My key requirements, as a user sick of overly complex todo lists, were

- the syntax should be as close to simply writing a note to yourself as possible
- it has to be easy to add or remove something from a todo list wherever you are in the filesystem
- it should be easy to add or remove a task based on previous tasks added
- it should have an intuitive and unobtrusive markup format for specifying tags, persons involved the task, dates, and time estimates, directly in the task description
- it should _not_ encourage you to move around, recategorize, tag, or make pretty tasks or otherwise spend your time working on the list rather than on the things you have to do.
- it _should_ however be very easy to change the due date of a task or change its status (done, etc.)

And on the technical side,

- it should not make changes to a file that you are also editing manually
- it should not rewrite the file each time a change is made, if possible

### Shell scripts for adding, removing, and changing tasks

The commands to add and remove tasks are one-liner bash scripts to echo the command line to ~/.todo, basically. `++` is add, `xx` is remove. (You can name them whatever you like, of course.)

So

$ ++ personal, start the great american novel
$ xx freelance myproject, refactor the frobosh modules

results in two records added to ~/.todo :

+ [Tue Sep 20 12:10:13 EDT 2011] personal, start the great american novel
- [Tue Sep 20 12:10:50 EDT 2011] freelance myproject, refactor the frobosh modules

Anything before the first comma is treated as categories, anything after is the task itself.

So this gives you basically a log file.

I decided I wanted to use bash autocompletion to much the same effect as select menu autocompletion -- as you type it narrows down the choices to previously-entered tasks.

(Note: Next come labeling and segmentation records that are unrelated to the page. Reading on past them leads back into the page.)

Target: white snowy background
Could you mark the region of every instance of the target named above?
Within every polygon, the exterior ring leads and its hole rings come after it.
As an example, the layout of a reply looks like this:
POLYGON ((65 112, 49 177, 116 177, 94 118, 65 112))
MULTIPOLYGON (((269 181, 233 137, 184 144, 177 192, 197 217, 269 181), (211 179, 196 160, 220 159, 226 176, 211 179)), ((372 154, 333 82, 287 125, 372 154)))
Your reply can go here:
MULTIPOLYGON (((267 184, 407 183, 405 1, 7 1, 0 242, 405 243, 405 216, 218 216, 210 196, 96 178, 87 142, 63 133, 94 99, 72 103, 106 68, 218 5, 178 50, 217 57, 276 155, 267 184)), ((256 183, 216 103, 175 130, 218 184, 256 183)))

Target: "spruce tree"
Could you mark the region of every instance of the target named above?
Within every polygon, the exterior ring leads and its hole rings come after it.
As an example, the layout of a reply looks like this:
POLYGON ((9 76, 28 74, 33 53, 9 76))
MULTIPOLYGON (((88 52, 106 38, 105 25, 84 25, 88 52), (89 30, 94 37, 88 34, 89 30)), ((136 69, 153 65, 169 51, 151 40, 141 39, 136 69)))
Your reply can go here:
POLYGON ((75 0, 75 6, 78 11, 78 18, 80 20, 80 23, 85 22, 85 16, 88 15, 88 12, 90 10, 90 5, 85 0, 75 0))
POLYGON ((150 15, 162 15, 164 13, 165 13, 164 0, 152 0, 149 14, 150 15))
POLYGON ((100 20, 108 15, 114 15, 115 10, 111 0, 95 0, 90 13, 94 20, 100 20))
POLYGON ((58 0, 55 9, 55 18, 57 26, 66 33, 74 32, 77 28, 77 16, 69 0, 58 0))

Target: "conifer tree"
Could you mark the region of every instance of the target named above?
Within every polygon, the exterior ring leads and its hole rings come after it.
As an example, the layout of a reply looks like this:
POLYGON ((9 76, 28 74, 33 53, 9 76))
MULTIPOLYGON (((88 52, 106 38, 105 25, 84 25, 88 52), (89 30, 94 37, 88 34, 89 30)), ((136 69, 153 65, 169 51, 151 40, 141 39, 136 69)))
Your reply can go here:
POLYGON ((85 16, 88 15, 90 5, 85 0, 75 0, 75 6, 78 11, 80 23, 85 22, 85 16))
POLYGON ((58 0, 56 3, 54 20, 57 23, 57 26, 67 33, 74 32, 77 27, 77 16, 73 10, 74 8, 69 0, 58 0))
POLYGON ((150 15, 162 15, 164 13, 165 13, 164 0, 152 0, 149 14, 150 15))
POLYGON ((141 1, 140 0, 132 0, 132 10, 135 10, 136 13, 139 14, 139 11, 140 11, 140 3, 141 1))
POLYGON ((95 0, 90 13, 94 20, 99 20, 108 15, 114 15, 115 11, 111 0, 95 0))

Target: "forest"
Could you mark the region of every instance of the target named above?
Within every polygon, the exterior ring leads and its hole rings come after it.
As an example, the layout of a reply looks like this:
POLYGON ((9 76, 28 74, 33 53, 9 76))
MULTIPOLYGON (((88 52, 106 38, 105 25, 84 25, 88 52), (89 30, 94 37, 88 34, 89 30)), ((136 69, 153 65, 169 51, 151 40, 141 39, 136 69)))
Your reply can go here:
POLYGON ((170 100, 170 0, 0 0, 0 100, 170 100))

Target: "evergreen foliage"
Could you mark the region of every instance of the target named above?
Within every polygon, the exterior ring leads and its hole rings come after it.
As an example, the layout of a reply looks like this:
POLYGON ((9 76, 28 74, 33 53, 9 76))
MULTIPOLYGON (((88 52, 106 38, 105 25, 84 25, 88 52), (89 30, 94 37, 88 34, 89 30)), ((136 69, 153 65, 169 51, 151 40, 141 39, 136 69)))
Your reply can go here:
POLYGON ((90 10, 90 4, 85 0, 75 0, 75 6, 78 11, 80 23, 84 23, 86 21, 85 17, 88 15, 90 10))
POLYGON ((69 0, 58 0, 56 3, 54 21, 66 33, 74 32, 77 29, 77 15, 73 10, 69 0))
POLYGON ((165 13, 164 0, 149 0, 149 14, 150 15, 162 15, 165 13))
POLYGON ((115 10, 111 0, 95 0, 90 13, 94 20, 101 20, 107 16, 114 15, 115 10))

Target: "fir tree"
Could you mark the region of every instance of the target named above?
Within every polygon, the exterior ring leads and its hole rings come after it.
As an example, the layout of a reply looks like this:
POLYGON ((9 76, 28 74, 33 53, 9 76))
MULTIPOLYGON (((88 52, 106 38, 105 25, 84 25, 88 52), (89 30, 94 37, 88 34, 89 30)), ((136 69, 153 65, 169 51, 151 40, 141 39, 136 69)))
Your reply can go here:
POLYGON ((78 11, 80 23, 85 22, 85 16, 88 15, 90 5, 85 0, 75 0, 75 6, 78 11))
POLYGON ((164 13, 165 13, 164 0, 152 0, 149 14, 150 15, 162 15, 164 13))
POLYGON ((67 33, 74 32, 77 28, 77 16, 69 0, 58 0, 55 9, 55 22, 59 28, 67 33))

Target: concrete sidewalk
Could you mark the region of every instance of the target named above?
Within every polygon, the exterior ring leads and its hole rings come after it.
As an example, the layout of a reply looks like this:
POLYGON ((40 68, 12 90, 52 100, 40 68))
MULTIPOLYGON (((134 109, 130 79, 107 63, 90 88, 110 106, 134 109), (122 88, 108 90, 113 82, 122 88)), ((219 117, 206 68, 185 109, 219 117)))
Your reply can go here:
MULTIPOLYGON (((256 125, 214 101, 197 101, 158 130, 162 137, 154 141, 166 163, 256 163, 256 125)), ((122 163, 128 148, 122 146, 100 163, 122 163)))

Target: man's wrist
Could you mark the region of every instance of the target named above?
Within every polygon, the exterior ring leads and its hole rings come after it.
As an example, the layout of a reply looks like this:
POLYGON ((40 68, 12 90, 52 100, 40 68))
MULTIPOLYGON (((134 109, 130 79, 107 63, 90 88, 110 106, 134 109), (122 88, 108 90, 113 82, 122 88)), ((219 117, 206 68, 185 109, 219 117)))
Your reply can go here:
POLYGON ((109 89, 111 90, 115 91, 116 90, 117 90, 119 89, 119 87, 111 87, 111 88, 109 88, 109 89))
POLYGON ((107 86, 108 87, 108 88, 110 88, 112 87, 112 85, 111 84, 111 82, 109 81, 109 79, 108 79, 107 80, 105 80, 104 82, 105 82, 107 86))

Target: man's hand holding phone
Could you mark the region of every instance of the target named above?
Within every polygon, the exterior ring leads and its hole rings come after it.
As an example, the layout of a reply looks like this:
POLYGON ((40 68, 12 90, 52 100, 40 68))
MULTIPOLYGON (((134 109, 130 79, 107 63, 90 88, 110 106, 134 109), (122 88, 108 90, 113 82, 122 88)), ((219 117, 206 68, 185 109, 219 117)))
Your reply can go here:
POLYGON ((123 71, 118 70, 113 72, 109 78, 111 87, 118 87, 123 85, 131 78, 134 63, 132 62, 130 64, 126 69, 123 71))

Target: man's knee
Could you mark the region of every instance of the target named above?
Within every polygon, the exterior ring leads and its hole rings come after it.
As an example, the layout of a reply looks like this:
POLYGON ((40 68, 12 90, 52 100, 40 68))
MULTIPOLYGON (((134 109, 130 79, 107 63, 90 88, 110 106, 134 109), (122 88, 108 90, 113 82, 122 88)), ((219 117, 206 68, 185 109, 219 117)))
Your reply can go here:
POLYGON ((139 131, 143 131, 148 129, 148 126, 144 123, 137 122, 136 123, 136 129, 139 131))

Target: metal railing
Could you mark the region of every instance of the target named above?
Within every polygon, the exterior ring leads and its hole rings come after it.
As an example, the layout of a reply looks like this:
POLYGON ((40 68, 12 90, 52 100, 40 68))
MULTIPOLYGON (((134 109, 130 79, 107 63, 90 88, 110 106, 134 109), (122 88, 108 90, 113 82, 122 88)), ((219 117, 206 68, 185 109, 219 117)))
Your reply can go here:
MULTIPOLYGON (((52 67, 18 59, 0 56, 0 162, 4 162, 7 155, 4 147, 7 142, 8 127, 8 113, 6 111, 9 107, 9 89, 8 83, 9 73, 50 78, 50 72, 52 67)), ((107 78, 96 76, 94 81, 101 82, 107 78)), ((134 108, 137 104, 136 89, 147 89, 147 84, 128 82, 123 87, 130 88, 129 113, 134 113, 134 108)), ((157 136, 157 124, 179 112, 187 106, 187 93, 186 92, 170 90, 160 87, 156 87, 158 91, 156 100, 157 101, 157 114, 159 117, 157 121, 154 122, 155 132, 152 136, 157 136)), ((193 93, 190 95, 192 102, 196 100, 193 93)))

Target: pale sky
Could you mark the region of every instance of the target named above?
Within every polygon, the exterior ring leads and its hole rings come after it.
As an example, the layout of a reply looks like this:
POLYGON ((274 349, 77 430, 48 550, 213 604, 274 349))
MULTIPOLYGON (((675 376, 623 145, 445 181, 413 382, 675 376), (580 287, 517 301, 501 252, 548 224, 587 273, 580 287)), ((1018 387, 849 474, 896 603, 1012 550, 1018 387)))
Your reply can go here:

Also, the ruby parser matches on the start of the line, so you can just type as much of the line as you need to make it unique and it will handle the rest.

Also I wrote another little bash tool called `==` for append-editing:

$ ++ personal, start the great american novel
$ == -a 'novel$' 'tomorrow'

This gives you a '-' and '+' record:

- [Tue Sep 20 14:15:38 EDT 2011] personal, start the great american novel
+ [Tue Sep 20 14:15:39 EDT 2011] personal, start the great american novel tomorrow

Of course for total flexibility you could just use sed to edit the file in-place, too.

### Ruby for display

Then I wrote a little Ruby program to parse this and output in various ways.

So with these building blocks you could easily do something like

- set a directory watcher on the .todo file and automatically redisplay a current todo list as it's edited (see example in `bin/todoer`)
- serve up the .todo file through a web app and provide a GUI for adding tasks
- stream it to loggly or PubSubHubbub it
- parse it into commands to send to your arduino-controlled personal robot over IRC

etc....

It's not rocket science and I've taken ideas from others, but it could be useful. I'm especially happy about the autocompletion, which is such a timesaver. Also it gave me a chance to struggle with bash which I've been wanting to do.

### Markup format

#### Persons:

++ personal, call @mom about @bob proposed dates

#### Tags:

++ school, draft =website assignment

As opposed to task _categories_, tags are for cross-cutting concerns.

_Note that I used `=` instead of the twitter `#` convention, mainly because # often has special meaning in other languages (YAML in particular, which I was originally using to display the todo lists)_


#### Time estimates:

++ personal, give haircut to @riley ~45m

#### Dates:

++ freelance project-x, mockups due 7-Oct-2011 start tue

Note these don't have a special markup, they are just parsed out of the plain English. Relative days are assumed to refer to the _next date from when the task was created_. Date formats are anything that can be Date.parse'd.